But prediction markets, simple financial markets where the value of the traded assets depends on outcomes such as who wins an election, have been shown to be better longer-term predictors of election outcomes. Anyone can trade in these markets and firms can also use them to insure against political risks. Some companies even use prediction markets to forecast political changes, the demand for new products or the feasibility of project deadlines.
Biden’s chances of winning the November election were given a boost on prediction markets when he announced Harris as his running mate.
How prediction markets work
Prediction markets operate in the currency of the country in which they are based, say for example US$. For the US election, markets trade a Trump-asset, which pays out $1 after the election if Trump wins, and $0 otherwise. The Biden-asset pays out $1 if Biden wins, and $0 otherwise.
Prediction markets always price these events between $0 and $1. This means the price of an asset can be interpreted as a probability of an event occurring. So if the Trump-asset trades at $0.4, then Trump has a 40% chance of victory. It does not mean that ‘Trump is going to lose the election’ – it means he is the underdog and will probably, but not certainly, lose. And the market quantifies these chances. However, whatever the market price, the investor will still either get only $1 or $0 after the election results are announced.
If most traders think an asset is overpriced, because the price exceeds the candidate’s chances, then they will sell and the market price will drop. Conversely, if most traders think an asset is underpriced, they will buy and the price increases. So, the market prices are a prediction of the election outcome based on the wisdom of crowds, a consensus forecast that tends to be better than the forecast of single experts.
We know that prediction market prices match the underlying probabilities because empirical and lab research has looked at thousands of such market predictions, grouped all with a price of $0.4 together, and found that the predicted event underlying the asset, for example, the election of a particular candidate, did indeed occur in 40% of these cases. Similarly, for prices of $0.5, the underlying event occurred in 50% of cases, and so on. The prices are well-calibrated as probability forecasts.

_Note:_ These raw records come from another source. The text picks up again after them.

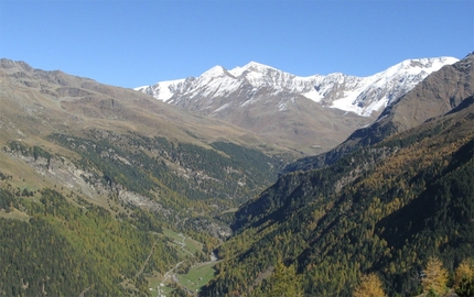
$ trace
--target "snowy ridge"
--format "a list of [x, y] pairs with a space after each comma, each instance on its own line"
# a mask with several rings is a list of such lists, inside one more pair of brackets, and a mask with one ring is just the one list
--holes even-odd
[[[215, 66], [200, 77], [161, 81], [136, 90], [149, 94], [168, 103], [220, 112], [231, 106], [245, 108], [255, 103], [257, 94], [268, 96], [291, 94], [320, 105], [369, 117], [411, 90], [428, 75], [444, 65], [457, 62], [453, 57], [407, 59], [368, 77], [341, 73], [326, 76], [299, 77], [273, 67], [250, 62], [243, 67], [227, 70]], [[233, 98], [239, 98], [233, 101]], [[287, 103], [276, 100], [279, 111]]]

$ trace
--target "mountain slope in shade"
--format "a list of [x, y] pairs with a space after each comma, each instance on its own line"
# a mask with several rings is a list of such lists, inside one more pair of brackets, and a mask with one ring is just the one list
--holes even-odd
[[306, 170], [334, 163], [360, 146], [377, 143], [395, 133], [413, 128], [425, 120], [456, 107], [474, 95], [474, 54], [431, 74], [407, 95], [387, 107], [370, 125], [358, 129], [342, 144], [317, 156], [299, 160], [284, 172]]
[[[235, 213], [236, 235], [202, 296], [272, 296], [291, 279], [303, 296], [348, 297], [369, 273], [388, 296], [413, 296], [430, 256], [451, 272], [474, 256], [473, 102], [282, 176]], [[283, 280], [281, 263], [292, 272]]]
[[340, 144], [430, 73], [455, 61], [405, 61], [369, 77], [298, 77], [251, 62], [230, 70], [215, 66], [200, 77], [136, 90], [256, 132], [269, 143], [295, 150], [298, 157]]

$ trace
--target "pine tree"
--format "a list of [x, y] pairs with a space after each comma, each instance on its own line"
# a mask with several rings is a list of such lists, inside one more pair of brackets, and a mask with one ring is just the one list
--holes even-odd
[[443, 263], [435, 256], [428, 260], [427, 268], [423, 271], [424, 278], [421, 280], [423, 290], [440, 295], [445, 292], [448, 284], [448, 271]]
[[354, 290], [354, 297], [384, 297], [385, 292], [380, 278], [374, 273], [364, 275]]
[[474, 296], [474, 262], [461, 262], [454, 275], [454, 288], [459, 296]]

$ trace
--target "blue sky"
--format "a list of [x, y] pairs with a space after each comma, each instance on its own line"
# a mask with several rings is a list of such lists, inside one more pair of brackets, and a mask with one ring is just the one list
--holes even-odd
[[250, 61], [368, 76], [474, 51], [474, 1], [0, 1], [0, 57], [138, 87]]

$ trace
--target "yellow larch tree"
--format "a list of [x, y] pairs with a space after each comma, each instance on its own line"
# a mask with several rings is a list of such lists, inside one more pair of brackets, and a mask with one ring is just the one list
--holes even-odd
[[364, 275], [354, 290], [354, 297], [385, 297], [380, 278], [374, 273]]

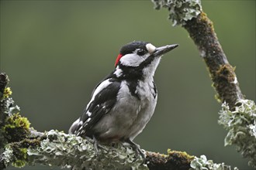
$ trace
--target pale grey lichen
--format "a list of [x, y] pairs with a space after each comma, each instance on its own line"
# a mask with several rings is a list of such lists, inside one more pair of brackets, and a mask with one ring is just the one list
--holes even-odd
[[4, 165], [7, 167], [10, 165], [13, 160], [13, 151], [9, 144], [7, 144], [5, 148], [5, 151], [2, 154], [1, 162], [3, 162]]
[[202, 11], [200, 0], [152, 0], [156, 9], [167, 8], [172, 26], [184, 26]]
[[223, 103], [219, 124], [228, 131], [225, 146], [235, 144], [242, 155], [249, 158], [249, 165], [256, 168], [256, 106], [253, 100], [240, 100], [234, 111]]
[[[195, 157], [194, 160], [191, 162], [189, 170], [231, 170], [231, 167], [224, 165], [224, 163], [216, 164], [213, 163], [212, 160], [207, 160], [205, 155], [201, 155], [200, 158]], [[234, 170], [238, 170], [234, 168]]]
[[30, 165], [36, 162], [72, 169], [148, 169], [142, 158], [135, 158], [130, 146], [101, 145], [95, 152], [92, 141], [53, 130], [47, 133], [40, 147], [27, 151]]

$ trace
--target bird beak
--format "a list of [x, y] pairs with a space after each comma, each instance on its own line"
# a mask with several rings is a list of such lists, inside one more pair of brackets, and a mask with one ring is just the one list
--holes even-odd
[[178, 46], [178, 44], [167, 45], [165, 46], [157, 47], [154, 50], [154, 55], [155, 56], [161, 56], [168, 53], [171, 49], [174, 49], [177, 46]]

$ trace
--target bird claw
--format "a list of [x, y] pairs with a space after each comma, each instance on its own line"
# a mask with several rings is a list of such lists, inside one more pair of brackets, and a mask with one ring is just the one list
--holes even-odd
[[136, 152], [136, 159], [138, 158], [139, 155], [142, 157], [143, 159], [146, 159], [146, 154], [140, 149], [140, 147], [139, 144], [134, 143], [130, 139], [128, 139], [126, 141], [127, 143], [129, 143], [133, 150], [135, 150]]

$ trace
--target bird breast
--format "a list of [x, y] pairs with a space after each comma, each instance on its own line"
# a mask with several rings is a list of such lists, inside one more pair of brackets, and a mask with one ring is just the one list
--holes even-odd
[[[157, 94], [154, 82], [138, 81], [133, 96], [126, 81], [121, 83], [116, 104], [95, 127], [105, 141], [133, 140], [154, 114]], [[153, 92], [153, 93], [152, 93]]]

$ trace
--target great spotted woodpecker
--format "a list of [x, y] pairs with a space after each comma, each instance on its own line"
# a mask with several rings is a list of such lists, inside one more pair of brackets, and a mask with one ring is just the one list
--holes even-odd
[[99, 142], [127, 142], [144, 156], [133, 140], [154, 114], [157, 99], [154, 74], [161, 56], [177, 46], [155, 47], [142, 41], [123, 46], [115, 70], [96, 86], [69, 133]]

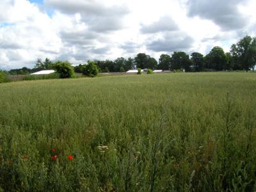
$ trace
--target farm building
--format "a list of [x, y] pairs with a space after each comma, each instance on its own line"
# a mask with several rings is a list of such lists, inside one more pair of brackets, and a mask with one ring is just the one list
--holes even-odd
[[47, 75], [52, 74], [55, 72], [54, 70], [43, 70], [40, 71], [38, 71], [37, 72], [33, 73], [31, 75]]
[[[141, 72], [143, 72], [143, 70], [141, 69]], [[127, 73], [138, 73], [138, 69], [131, 69], [126, 72]]]

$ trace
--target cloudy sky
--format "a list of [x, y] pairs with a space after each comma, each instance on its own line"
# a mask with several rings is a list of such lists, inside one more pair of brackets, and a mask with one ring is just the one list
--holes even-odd
[[256, 36], [255, 0], [1, 0], [0, 68], [37, 58], [115, 60], [228, 51]]

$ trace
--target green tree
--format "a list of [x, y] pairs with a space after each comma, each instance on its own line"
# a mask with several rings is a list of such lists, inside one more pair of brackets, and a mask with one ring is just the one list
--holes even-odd
[[114, 71], [119, 72], [121, 67], [124, 68], [125, 63], [125, 60], [124, 58], [118, 58], [115, 60]]
[[134, 68], [134, 60], [131, 58], [125, 60], [124, 68], [125, 71]]
[[81, 74], [83, 72], [83, 65], [82, 64], [79, 64], [77, 66], [75, 66], [74, 67], [75, 72]]
[[156, 69], [157, 68], [157, 61], [154, 58], [150, 58], [146, 67], [147, 68]]
[[186, 72], [189, 72], [191, 71], [190, 65], [189, 56], [185, 52], [174, 52], [172, 55], [171, 68], [172, 70], [184, 69]]
[[99, 68], [95, 62], [88, 61], [83, 68], [83, 74], [91, 77], [96, 77], [99, 74]]
[[159, 58], [159, 64], [157, 66], [157, 68], [162, 70], [170, 70], [171, 61], [172, 58], [170, 55], [162, 54]]
[[204, 69], [204, 55], [198, 52], [194, 52], [191, 54], [191, 64], [194, 70], [196, 72], [203, 71]]
[[227, 63], [225, 68], [228, 70], [232, 70], [234, 67], [234, 62], [231, 54], [230, 52], [226, 52], [225, 55], [227, 58]]
[[234, 69], [244, 69], [248, 71], [254, 67], [255, 49], [255, 38], [246, 36], [236, 44], [232, 44], [230, 53], [234, 61]]
[[72, 78], [74, 77], [74, 67], [68, 61], [56, 61], [54, 68], [60, 74], [60, 78]]
[[208, 68], [223, 70], [227, 65], [226, 55], [220, 47], [214, 47], [205, 58], [206, 66]]
[[122, 66], [122, 67], [120, 68], [119, 71], [120, 71], [120, 72], [125, 72], [125, 70], [124, 70], [124, 68], [123, 66]]
[[51, 61], [49, 58], [45, 58], [43, 62], [41, 59], [37, 59], [35, 68], [38, 71], [41, 70], [52, 69], [54, 68], [54, 65]]
[[147, 55], [145, 53], [138, 54], [137, 56], [134, 58], [135, 64], [137, 68], [147, 68], [150, 58], [150, 57], [148, 55]]
[[106, 73], [109, 72], [109, 70], [108, 69], [108, 67], [105, 67], [105, 68], [102, 71]]

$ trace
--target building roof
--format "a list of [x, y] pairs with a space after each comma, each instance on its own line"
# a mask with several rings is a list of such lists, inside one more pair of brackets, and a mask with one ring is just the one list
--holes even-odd
[[33, 73], [31, 75], [47, 75], [51, 74], [55, 72], [54, 70], [43, 70], [40, 71], [38, 71], [37, 72]]

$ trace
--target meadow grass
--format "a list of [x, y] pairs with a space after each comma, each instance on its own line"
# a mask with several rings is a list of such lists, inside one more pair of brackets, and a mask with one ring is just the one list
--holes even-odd
[[255, 191], [255, 88], [239, 72], [1, 84], [0, 191]]

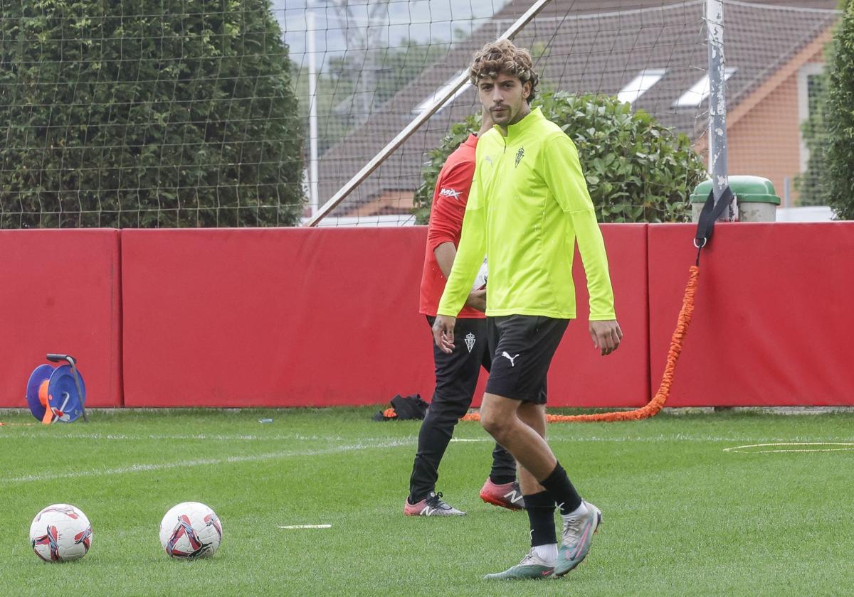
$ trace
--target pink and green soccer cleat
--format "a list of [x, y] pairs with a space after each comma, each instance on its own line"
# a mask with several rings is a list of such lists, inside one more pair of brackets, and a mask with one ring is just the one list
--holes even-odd
[[587, 513], [578, 516], [564, 516], [564, 536], [558, 548], [558, 561], [554, 565], [554, 576], [562, 577], [582, 563], [590, 551], [594, 533], [602, 524], [602, 512], [591, 503]]

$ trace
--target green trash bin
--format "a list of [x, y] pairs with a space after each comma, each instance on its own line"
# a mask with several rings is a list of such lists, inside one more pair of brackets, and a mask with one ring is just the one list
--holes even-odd
[[[780, 197], [774, 190], [774, 185], [768, 178], [762, 177], [729, 177], [729, 188], [735, 195], [739, 206], [740, 222], [775, 222], [777, 219], [777, 206]], [[691, 194], [691, 219], [697, 222], [703, 211], [711, 181], [707, 180], [697, 185]]]

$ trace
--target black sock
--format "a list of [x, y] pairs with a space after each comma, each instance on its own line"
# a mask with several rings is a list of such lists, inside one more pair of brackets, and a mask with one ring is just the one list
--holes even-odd
[[558, 542], [554, 531], [554, 500], [547, 491], [525, 496], [525, 511], [531, 524], [531, 547]]
[[558, 462], [548, 477], [540, 481], [540, 484], [552, 496], [560, 508], [560, 513], [566, 515], [582, 505], [581, 496], [566, 476], [566, 471]]

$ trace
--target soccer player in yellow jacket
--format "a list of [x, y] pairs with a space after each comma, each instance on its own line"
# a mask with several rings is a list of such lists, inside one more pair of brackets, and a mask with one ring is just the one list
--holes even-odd
[[[494, 352], [481, 423], [519, 464], [531, 550], [518, 565], [487, 578], [559, 577], [585, 558], [602, 519], [600, 509], [578, 495], [545, 440], [541, 390], [564, 332], [576, 318], [576, 242], [594, 346], [603, 356], [611, 354], [623, 332], [578, 153], [560, 127], [529, 106], [538, 82], [530, 54], [507, 40], [488, 43], [475, 55], [470, 76], [495, 127], [477, 144], [462, 238], [433, 335], [441, 350], [453, 350], [454, 316], [488, 256], [486, 315]], [[559, 544], [556, 505], [563, 519]]]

The biggest prediction market about the US election, which is based in New Zealand, predicts a 41% chance of Trump winning the election, and Biden is a strong favourite at 59%. On August 11, the day of the Harris VP announcement, Biden’s chances jumped by two percentage points while Trump’s dropped by two.
The market clearly thinks Harris was a good choice and increased Biden’s chances of winning the election. This day was also the day with the highest trading volume in the past few months, making it one of the most important events in the campaign.
Before that, the price graph shows that Trump’s chances slipped considerably in June. In early May, the market still viewed Trump as the favourite, with Biden not impressing during the Democratic primary race. But since the dual crisis of the COVID-19 pandemic and Black Lives Matter protests (including Trump’s reactions to them) became the main issues in US politics, Trump has been losing ground steadily, and Biden overtook him as favourite.
Which events led to this reversal? On May 28, Trump threatened to bring in the National Guard to confront Black Lives Matter protesters, using the widely criticised ‘when the looting starts, the shooting starts’ quote, prompting Twitter to flag the tweet as ‘glorifying violence’. On June 1, protesters were dispersed by force so that Trump could walk to a church for a photo-op. Prices at that time show that within just a few days, Trump lost about five percentage points while Biden gained five, changing the difference by ten percentage points in favour of the challenger.
COVID news also had a significant impact. On June 24-25, Trump lost another four percentage points, widening the gap to Biden by eight. During these two days, Anthony Fauci, director of the US National Institute of Allergy and Infectious Diseases testified that the US has a ‘disturbing’ surge in new cases, showing the US was not dealing well with the crisis. In late July, Trump recovered a few percentage points as attention shifted slightly to his anti-China rhetoric and the sale of Chinese social media platform TikTok.
But the race is not over. In the 2016 election, prices moved the most in the two months just before the election. Trump trailed Hillary Clinton in prediction markets throughout the campaign and was seen as favourite only on election day – showing that the underdog can recover. So despite Trump’s poor position now, he might still regain some ground.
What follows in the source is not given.